Our Technology
Carbon capture is a suite of technologies that reduce atmospheric carbon dioxide (CO2) by trapping it at the source or directly from the air. Point source capture is particularly effective at power plants and industrial sites, where CO2 concentrations are high, allowing for more efficient capture. This method forms the frontline in our efforts to curb new emissions, ensuring that a significant portion of the CO2 generated by human activities is prevented from entering the atmosphere, crucial for limiting the impact on climate change.
Direct Air Capture (DAC), while currently less widespread and more resource-intensive, is equally vital due to its unique capability to remove CO2 that has been historically emitted into the atmosphere. As a complement to point source capture, DAC offers a proactive solution for reducing ambient CO2 levels, which is essential for reversing past environmental impacts. Together, these technologies represent an integrated approach to addressing both present and legacy carbon emissions, crucial for achieving long-term climate targets.
Point Source Capture Cost
USD 40 - 120 / tCO2
Direct Air Capture Cost
USD 250 - 450 / tCO2
Point source carbon capture specifically targets medium to large-scale emitters of CO2, such as waste-to-energy plants, coal-fired power plants, chemical factories, and cement production facilities. The technology is integrated into these industrial sources to capture their carbon dioxide emissions before they are released into the atmosphere.
Various methods are employed for this purpose, including amine-based chemisorption and calcium looping. Because it deals with concentrated streams of CO2, point source capture is generally more energy- and cost-efficient than capturing CO2 once it's already dispersed in the atmosphere. As such, it is considered a key strategy in reducing the carbon footprint of industrial operations.
Our technology leverages amine chemi-sorption to efficiently isolate CO2 from a wide array of flue gas compositions. By first purifying the flue gas from pollutants, we pull it through our specialized contactor lattice to create a chemical bond between the amines and CO2.
This captures the CO2 while the de-carbonized air is released to the environment. Through rigorous research, our domain specialized contactors and capture media accomplishes this task in the most cost efficient way and with a smaller land footprint.
Our technology accomplishes the capture cost of USD 35 - 50 per metric ton (~50% cost reduction)
Coupled seamlessly with CapNet® deep neural network, it continuously monitors the plant to deliver robust uptime performance.
A rate-based simulator is employed to generate over a million plant designs across various industrial domains, laying the groundwork for comprehensive carbon capture solutions.

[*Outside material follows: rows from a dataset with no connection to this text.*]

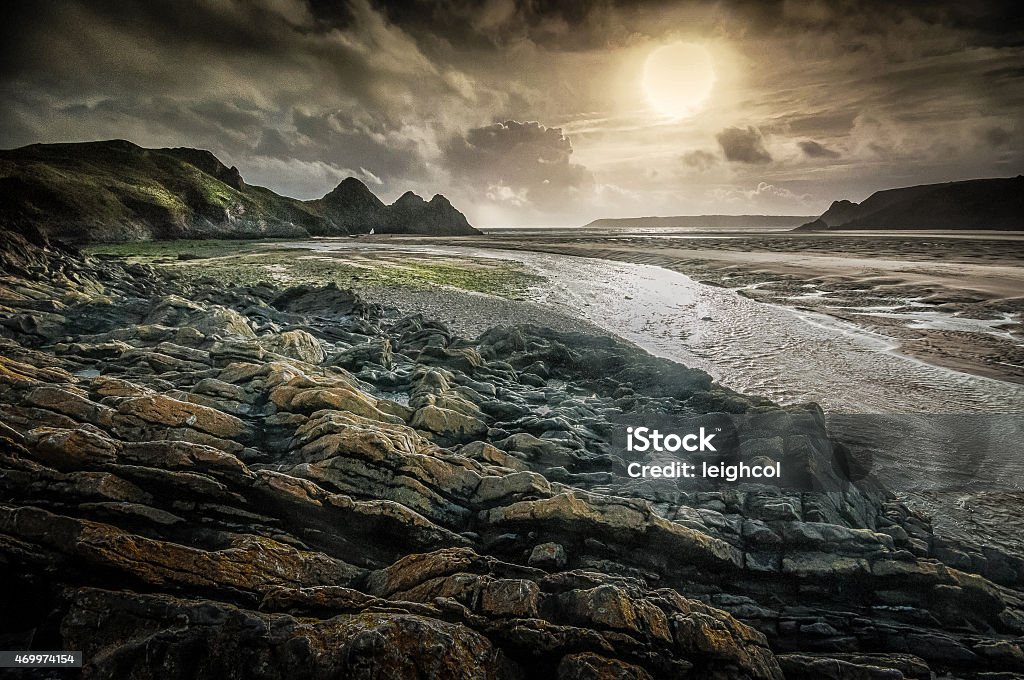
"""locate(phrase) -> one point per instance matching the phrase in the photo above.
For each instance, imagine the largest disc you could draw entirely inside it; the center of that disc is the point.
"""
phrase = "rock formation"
(975, 204)
(227, 482)
(115, 190)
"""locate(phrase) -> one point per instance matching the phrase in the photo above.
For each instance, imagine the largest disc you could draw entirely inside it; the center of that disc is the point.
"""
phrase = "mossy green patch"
(249, 262)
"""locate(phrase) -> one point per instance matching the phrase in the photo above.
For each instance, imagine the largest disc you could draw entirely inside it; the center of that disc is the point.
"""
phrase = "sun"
(678, 78)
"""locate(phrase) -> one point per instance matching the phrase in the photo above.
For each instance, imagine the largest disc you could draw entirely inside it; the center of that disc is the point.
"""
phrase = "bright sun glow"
(678, 78)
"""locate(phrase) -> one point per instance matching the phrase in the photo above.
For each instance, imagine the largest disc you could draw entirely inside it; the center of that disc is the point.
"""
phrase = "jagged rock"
(548, 556)
(296, 344)
(159, 482)
(448, 423)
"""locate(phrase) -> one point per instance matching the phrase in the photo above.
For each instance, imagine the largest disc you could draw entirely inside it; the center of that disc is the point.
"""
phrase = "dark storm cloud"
(299, 93)
(812, 149)
(518, 162)
(743, 145)
(577, 25)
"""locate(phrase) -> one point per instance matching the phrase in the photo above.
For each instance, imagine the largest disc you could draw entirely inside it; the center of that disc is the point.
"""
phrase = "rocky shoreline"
(200, 480)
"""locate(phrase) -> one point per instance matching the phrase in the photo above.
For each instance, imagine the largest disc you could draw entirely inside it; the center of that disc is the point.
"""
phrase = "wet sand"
(951, 300)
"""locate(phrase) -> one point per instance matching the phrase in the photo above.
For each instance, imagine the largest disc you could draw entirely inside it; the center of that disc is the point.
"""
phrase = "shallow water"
(793, 355)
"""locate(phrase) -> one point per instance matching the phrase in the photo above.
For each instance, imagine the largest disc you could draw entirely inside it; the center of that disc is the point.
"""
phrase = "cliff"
(116, 190)
(974, 204)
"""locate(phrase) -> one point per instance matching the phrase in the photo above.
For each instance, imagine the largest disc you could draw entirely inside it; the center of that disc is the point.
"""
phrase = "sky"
(538, 112)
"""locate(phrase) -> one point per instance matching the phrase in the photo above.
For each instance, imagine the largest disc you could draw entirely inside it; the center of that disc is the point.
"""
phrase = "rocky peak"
(209, 164)
(351, 189)
(410, 200)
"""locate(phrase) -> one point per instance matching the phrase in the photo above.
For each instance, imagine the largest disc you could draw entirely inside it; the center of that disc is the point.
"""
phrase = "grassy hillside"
(110, 192)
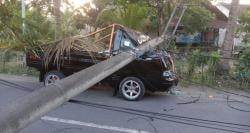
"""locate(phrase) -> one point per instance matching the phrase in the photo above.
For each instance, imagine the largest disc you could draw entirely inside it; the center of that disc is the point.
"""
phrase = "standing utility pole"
(25, 110)
(57, 15)
(231, 26)
(23, 15)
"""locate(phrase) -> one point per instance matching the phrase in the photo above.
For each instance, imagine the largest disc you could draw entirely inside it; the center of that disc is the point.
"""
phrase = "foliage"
(243, 67)
(244, 21)
(204, 64)
(133, 16)
(197, 19)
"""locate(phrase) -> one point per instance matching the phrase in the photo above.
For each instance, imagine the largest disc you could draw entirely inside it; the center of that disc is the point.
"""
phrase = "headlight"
(168, 75)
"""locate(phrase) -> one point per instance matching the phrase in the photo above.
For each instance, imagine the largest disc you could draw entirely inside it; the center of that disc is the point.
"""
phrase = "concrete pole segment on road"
(23, 111)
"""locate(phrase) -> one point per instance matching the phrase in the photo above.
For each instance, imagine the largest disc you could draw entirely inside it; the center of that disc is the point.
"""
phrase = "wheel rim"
(52, 78)
(131, 89)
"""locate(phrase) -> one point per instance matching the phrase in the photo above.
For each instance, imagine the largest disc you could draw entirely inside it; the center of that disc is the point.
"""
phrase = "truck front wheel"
(132, 88)
(52, 76)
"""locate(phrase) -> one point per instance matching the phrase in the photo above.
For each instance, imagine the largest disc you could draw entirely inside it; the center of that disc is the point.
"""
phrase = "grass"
(16, 69)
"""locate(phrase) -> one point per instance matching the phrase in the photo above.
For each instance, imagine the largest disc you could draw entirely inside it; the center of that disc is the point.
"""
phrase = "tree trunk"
(227, 48)
(57, 14)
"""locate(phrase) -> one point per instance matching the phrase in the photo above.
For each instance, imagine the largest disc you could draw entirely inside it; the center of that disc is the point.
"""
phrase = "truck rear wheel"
(52, 76)
(132, 88)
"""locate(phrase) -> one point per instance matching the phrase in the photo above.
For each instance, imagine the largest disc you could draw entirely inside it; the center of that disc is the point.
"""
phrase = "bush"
(242, 71)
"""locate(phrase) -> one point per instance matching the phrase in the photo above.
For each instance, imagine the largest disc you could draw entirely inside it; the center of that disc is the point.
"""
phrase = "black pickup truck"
(152, 71)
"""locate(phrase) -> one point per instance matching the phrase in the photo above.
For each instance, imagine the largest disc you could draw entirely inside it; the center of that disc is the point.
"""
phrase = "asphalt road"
(193, 110)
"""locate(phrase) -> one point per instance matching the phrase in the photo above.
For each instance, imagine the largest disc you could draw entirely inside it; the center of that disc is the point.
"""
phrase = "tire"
(131, 88)
(52, 76)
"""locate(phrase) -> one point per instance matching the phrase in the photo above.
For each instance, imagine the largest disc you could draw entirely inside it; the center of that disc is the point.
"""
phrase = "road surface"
(193, 109)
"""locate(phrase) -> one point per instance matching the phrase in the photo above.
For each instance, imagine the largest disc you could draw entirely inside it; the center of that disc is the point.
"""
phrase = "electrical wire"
(171, 118)
(14, 85)
(192, 101)
(149, 121)
(235, 101)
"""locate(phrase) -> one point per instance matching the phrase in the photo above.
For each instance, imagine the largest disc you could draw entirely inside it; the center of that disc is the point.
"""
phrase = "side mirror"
(127, 44)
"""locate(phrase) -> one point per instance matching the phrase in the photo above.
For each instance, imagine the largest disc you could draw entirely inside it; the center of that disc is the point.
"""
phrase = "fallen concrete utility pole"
(27, 109)
(22, 112)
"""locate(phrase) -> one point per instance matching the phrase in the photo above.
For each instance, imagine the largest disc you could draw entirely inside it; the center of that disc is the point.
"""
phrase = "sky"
(78, 3)
(229, 1)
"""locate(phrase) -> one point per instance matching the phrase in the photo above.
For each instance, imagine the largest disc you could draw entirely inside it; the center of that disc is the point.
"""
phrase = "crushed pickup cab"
(152, 71)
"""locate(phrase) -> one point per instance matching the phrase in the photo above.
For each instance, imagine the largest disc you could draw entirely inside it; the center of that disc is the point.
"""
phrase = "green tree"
(244, 21)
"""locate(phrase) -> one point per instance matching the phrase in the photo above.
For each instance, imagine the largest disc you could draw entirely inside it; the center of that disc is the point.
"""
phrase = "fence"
(203, 66)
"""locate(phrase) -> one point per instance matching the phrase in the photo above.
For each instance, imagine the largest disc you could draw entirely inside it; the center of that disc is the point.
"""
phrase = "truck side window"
(126, 43)
(117, 41)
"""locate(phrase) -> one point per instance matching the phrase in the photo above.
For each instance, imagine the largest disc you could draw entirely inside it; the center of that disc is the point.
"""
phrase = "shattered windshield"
(139, 37)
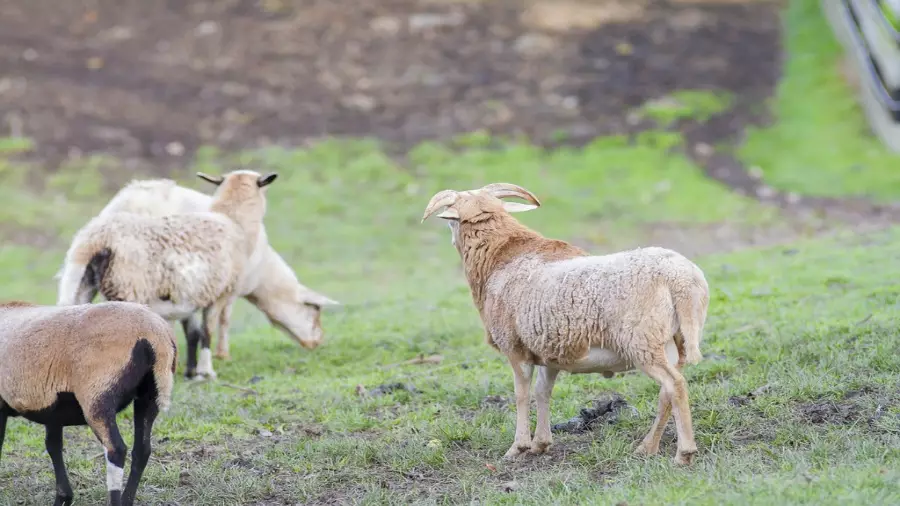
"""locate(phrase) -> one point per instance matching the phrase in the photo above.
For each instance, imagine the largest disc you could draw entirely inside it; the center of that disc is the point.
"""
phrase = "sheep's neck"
(247, 214)
(489, 244)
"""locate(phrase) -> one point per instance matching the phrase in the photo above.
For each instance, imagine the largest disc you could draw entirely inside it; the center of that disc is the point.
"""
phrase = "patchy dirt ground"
(151, 81)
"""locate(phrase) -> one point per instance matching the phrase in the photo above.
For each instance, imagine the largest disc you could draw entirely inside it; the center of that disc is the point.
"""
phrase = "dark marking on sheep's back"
(65, 411)
(96, 271)
(135, 380)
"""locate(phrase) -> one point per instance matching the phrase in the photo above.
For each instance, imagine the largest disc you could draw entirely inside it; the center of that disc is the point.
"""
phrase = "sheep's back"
(558, 310)
(183, 257)
(45, 350)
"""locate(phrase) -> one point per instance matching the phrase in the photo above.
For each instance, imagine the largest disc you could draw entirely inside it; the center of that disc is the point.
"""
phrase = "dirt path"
(149, 82)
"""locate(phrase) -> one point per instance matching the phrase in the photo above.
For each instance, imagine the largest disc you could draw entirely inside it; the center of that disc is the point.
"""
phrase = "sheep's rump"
(163, 197)
(83, 350)
(559, 310)
(181, 259)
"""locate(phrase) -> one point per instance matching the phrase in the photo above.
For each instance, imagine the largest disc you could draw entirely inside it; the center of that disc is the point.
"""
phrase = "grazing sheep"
(81, 365)
(177, 264)
(547, 303)
(268, 283)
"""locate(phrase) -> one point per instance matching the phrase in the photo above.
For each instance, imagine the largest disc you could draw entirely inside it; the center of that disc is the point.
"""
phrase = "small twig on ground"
(243, 389)
(421, 359)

The simulator focuses on generating a wide array of design possibilities, providing the data needed for the next stage of optimization.
CapNet, a machine learning model, is then trained over these synthetic plant designs to understand and fine-tune optimization parameters. The primary objective is to minimize the lifecycle cost of carbon capture, capital & operational.
Once trained, CapNet offers an array of optimized solutions tailored for small, medium, or large-scale capture across all major industries. Additionally, CapNet can be fine-tuned with real-time plant sensor data in each domain, allowing for ongoing reinforcement or optimization of the resulting design.
Key aspects of the CNX carbon capture process showing the CO2rich flue, absorber and regenerator. High purity CO2 output allows for a host of possibilities for utilization.
The advent of the world's first AI-powered continuous monitoring system represents a significant leap in carbon capture technology. This system, with its patent-pending status, revolutionizes the maintenance and operational efficiency of carbon capture processes. It provides relentless, precise oversight, ensuring that carbon capture mechanisms are functioning optimally around the clock. By utilizing such an advanced monitoring platform, this system maximizes the quantity of CO2 captured, contributing significantly to the mitigation of greenhouse gas emissions.
This cutting-edge platform employs a predictive maintenance approach, utilizing computer vision coupled with AI-based inference to preemptively detect anomalies in machine behavior. It not only identifies potential faults but can also autonomously initiate maintenance requests, thereby streamlining operations. Such automation in detecting and addressing irregularities in equipment behavior is pivotal in minimizing downtime and maintaining the integrity and efficacy of carbon capture systems, ensuring they operate seamlessly and continue to combat climate change effectively.